Implementation Parameters of LBP Descriptors: the basic LBP with the parameters \(P=8\), \(R=1\) and then \(R=2\) are tested. The MBP variant with \(P=8\) and \(R=1\), and the MBLBP, MedBLBP, DBLBP, DMedBLBP variants with blocks of size \(3\times 3\) are considered. For DLBP and RedDLBP, two layers of \(P=4\) and \(P=3\) are used respectively, at a radius of \(R=1\) and \(R=2\). Finally, the d-LBP variant with two layers of \(P=8\) neighbors and radius \(R_1=1\) and \(R_2=3\) is implemented.

4.3 Results

General Results: Table 1 shows the recognition rates of proposed and existing operators on JAFFE  [1] and, YaleB  [2] and ORL  [3] databases, for facial expressions and face recognition, respectively. Based on Table 1, one can see the effectiveness of the proposed variants.

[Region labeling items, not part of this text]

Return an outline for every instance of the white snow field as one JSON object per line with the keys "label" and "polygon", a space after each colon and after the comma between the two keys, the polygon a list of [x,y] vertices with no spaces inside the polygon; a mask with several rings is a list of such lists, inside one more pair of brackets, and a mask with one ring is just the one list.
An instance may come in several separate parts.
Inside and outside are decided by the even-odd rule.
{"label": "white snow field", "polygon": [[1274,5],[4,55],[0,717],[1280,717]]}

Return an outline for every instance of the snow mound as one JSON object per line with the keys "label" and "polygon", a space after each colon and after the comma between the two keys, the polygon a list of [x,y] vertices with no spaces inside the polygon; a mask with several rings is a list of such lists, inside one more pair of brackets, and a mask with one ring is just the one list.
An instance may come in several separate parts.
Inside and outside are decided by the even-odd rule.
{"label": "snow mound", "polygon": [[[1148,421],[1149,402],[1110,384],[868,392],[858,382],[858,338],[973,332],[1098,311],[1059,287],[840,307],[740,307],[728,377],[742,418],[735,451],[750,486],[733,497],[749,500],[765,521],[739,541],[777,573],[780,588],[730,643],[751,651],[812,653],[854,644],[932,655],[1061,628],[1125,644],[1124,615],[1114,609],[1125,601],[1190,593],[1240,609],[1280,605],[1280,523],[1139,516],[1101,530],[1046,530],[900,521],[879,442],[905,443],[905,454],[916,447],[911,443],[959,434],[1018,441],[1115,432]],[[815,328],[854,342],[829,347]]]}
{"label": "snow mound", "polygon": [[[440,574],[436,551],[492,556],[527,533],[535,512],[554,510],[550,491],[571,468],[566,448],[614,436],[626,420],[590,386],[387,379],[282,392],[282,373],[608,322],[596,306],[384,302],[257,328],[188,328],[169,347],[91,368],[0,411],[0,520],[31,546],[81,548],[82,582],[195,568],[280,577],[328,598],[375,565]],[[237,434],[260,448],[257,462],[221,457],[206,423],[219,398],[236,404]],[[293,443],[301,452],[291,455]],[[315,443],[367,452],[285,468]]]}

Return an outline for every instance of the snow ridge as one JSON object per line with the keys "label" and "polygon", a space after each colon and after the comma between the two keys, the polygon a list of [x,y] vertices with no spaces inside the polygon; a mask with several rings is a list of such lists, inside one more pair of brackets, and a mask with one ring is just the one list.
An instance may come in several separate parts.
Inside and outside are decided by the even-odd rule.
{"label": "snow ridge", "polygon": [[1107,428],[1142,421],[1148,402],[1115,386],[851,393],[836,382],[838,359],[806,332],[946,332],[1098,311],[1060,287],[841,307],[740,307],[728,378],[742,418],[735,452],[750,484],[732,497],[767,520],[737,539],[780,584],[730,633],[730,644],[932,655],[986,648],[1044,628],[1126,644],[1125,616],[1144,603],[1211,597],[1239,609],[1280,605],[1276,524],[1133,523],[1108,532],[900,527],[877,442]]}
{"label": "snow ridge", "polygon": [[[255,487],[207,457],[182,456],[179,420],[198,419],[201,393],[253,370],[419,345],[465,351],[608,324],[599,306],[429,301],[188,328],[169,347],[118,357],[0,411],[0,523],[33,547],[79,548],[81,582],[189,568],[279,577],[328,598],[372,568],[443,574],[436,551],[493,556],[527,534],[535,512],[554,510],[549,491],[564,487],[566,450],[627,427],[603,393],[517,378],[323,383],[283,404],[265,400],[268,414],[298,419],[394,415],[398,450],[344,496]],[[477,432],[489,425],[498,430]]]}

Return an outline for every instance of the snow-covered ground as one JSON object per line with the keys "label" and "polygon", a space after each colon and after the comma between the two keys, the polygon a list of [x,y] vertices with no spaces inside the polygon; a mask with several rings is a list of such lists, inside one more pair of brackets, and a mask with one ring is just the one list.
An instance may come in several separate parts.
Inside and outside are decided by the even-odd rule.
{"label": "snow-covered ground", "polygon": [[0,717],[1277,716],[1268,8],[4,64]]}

Table 1. Comparison of average recognition rates on JAFFE, YaleB and ORLdatabases. Red color indicates the highest rate, cyan the \(2^{nd}\) and blue the \(3^{rd}\).

The RedDLBP descriptor stands out by obtaining the best expression recognition rate and also has high performance in face recognition. These results show that the proposed variants perform well both for face and facial expression recognition. For the tests on the YaleB database, the d-LBP stands out by obtaining the \(2^{nd}\) best score while DBLBP performs the best on ORL database.

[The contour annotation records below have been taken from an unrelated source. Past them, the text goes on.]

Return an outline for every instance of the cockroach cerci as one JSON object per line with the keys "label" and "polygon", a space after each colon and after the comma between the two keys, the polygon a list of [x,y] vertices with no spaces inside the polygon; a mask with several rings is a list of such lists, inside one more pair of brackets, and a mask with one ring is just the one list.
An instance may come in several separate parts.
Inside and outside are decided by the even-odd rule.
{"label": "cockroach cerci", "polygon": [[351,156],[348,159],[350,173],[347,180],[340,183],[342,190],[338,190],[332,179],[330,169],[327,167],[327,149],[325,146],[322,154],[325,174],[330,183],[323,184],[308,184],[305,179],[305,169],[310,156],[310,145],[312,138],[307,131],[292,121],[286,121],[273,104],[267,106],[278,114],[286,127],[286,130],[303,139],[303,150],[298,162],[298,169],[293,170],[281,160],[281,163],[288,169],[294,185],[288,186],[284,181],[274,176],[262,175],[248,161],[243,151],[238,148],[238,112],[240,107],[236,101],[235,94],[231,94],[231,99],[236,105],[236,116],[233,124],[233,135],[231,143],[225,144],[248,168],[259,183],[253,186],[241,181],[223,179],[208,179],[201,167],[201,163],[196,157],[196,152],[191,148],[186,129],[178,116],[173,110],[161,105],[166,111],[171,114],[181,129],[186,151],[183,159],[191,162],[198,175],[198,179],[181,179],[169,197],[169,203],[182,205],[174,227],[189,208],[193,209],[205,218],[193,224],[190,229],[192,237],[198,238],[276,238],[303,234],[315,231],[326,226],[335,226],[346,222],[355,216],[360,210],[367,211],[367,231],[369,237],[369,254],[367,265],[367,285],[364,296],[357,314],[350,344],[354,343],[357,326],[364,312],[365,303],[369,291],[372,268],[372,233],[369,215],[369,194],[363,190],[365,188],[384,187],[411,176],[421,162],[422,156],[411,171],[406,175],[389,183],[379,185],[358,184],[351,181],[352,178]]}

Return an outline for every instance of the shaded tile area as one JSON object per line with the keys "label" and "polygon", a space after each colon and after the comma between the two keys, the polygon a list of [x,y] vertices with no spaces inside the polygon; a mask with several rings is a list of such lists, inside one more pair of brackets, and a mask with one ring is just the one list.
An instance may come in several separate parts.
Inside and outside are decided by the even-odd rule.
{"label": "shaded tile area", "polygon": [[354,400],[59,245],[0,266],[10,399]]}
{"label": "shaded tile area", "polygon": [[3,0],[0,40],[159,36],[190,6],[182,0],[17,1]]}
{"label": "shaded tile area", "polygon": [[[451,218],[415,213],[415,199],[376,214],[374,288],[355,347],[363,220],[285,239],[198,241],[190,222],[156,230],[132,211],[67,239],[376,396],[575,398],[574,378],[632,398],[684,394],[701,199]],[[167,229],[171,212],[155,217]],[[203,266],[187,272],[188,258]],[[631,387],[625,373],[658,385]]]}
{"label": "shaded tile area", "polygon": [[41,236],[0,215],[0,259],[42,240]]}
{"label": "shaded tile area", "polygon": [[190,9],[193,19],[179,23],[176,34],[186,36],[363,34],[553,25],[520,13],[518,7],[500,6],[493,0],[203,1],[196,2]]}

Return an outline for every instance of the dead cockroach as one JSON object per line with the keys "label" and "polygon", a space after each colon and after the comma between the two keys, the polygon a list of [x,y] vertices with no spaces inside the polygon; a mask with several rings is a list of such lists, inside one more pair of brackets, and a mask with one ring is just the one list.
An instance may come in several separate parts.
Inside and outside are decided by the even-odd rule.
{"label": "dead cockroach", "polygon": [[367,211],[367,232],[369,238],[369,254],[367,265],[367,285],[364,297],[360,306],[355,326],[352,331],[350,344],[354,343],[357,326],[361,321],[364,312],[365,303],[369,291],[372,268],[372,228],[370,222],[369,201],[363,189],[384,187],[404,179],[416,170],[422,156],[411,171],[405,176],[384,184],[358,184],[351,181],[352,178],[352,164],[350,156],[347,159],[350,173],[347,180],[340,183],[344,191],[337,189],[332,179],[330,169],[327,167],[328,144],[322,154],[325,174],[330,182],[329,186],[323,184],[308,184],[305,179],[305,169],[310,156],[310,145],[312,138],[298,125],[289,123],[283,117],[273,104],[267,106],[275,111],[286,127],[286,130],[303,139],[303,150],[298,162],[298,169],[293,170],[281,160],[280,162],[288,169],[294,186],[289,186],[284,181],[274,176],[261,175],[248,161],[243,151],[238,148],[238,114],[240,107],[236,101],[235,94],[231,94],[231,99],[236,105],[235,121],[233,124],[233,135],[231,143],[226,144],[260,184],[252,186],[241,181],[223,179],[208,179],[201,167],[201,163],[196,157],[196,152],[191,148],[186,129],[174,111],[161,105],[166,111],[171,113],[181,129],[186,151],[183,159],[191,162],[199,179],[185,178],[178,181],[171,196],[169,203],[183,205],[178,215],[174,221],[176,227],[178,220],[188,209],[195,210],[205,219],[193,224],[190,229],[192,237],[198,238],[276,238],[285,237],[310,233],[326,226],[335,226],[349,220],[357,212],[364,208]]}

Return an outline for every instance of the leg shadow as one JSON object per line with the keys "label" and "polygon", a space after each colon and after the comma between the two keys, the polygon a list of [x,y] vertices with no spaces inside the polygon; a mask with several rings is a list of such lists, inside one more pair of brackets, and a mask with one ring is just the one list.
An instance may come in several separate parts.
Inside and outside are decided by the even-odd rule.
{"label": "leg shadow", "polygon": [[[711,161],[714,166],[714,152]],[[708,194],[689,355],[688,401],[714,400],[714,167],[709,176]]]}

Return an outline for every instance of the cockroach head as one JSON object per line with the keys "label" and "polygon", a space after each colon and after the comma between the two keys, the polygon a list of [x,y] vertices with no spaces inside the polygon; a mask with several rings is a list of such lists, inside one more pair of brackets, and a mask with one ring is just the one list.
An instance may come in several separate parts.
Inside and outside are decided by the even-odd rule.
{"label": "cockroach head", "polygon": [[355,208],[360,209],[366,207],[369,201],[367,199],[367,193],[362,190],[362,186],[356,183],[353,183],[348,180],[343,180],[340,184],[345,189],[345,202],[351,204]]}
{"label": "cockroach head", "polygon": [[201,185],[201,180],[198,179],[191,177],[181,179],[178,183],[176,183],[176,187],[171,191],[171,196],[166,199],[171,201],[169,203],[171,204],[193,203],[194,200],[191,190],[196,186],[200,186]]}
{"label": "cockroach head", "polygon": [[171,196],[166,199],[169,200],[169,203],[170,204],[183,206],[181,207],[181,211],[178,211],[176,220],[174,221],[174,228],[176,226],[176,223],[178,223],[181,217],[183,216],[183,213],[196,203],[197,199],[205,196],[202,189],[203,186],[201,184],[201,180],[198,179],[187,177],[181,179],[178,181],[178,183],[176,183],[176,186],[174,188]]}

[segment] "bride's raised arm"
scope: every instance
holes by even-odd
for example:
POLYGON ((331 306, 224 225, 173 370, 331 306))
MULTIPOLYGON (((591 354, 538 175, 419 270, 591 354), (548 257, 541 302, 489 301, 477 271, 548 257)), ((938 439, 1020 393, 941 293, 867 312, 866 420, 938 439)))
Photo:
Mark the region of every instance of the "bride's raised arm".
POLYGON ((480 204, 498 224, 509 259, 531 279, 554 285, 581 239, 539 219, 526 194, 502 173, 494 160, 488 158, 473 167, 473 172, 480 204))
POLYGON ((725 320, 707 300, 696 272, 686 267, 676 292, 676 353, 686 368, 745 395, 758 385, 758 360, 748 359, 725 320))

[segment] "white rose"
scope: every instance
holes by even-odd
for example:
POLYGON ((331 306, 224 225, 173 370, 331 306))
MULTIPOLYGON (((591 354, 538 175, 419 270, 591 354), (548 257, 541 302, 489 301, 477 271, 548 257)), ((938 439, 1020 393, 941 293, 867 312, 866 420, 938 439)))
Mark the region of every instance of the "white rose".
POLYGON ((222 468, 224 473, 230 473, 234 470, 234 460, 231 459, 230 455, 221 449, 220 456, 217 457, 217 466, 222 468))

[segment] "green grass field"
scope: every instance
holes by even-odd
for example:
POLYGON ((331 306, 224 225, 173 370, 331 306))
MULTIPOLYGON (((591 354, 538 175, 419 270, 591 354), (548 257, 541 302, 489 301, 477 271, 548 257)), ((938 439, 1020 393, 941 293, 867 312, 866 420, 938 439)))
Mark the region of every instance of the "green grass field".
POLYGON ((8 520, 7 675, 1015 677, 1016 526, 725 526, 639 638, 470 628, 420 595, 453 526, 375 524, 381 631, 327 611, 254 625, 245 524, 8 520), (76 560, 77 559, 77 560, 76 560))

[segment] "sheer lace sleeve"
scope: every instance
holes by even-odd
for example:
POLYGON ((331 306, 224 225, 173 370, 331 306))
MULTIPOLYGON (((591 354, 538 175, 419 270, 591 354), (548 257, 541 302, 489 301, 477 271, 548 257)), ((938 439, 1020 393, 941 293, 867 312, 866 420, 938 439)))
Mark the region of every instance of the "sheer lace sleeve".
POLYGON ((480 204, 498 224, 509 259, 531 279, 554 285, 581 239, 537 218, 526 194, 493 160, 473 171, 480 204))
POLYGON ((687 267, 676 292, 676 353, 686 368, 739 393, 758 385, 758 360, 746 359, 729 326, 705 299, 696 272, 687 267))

Robustness Against Noise: robustness to noise is evaluated. To achieve this, JAFFE database is noised with Gaussian noise or with salt-and-pepper noise of standard deviation ranging from 0 to 0.5. Examples of image with Gaussian noise and salt-and-pepper noise are shown Fig. 7.

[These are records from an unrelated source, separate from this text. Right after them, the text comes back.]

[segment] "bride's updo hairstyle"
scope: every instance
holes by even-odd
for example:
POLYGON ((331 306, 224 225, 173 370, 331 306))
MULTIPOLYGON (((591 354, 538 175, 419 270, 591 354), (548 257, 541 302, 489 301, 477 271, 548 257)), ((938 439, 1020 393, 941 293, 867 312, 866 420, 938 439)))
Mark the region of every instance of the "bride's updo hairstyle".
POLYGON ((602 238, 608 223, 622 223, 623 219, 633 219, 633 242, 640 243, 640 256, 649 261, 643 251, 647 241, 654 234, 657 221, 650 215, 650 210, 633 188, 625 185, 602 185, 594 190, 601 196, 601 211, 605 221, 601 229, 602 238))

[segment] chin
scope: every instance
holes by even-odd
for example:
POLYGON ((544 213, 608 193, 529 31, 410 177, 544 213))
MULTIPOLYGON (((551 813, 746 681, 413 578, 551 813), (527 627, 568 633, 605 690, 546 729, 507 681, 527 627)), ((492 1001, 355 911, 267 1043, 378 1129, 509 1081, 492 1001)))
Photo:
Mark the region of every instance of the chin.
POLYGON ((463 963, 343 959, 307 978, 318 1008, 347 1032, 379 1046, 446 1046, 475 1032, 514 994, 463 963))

The results are summarized in Table 2 as the average recognition rates. Based on these results, we can observe that the basic \(LBP_{8,2}\) is very sensitive to noise. With noise range of 0 to 0.5, the recognition rate has decreased from 85.37% to 57.40% and to 63.64% for Gaussian noise and salt-and-pepper noise respectively. This table shows that the proposed DBLBP is the most robust to Gaussian noise. The DMedBLBP also performs well faced to Gaussian noise and performs the best against the salt-and-pepper noise. The DBLBP and MedLBP variants also stand out, obtaining the \(2^{nd}\) and the \(3^{rd}\) highest average recognition rate, behind DMedBLBP, respectively on salt and pepper noise.

Fig. 7.
figure 7

Original image (left) and image with a Gaussian noise (middle) and Salt-and-Pepper noise (right) of 0.2 standard deviation

Table 2. Average recognition rate for noised JAFFE database. Red color indicates the highest rate, cyan the \(2^{nd}\) and blue the \(3^{rd}\).

5 Conclusion

After analysing several variants of the LBP features, this paper has introduced five new ones. The new proposed variants exploit some interesting properties that can help improve the performance. This consists of:

  • taking more pixels in the neighborhood to catch large scale objects,

  • capturing more distant pixels,

  • using blocks of pixels instead of pixels, to reduce the effect of the noise,

  • using the mean value and the median value of the surrounding blocks,

  • splitting the binary code.

Evaluated over JAFFE, YaleB and ORL databases, the proposed variants perform satisfactorily compared to the state of the art variants. These results demonstrate that taking more global information into account reduces the noise effect while keeping a good description. The proposed variants are also evaluated upon Feret’s database for the challenging task of gender recognition  [7]. The preliminary performance sounds satisfactory and appeals for further investigation for improvement. In order to confirm the efficiency of the proposed LBP-like variants, in face, facial expression and gender recognition, future work includes extensive experiments over more databases and against various noise types.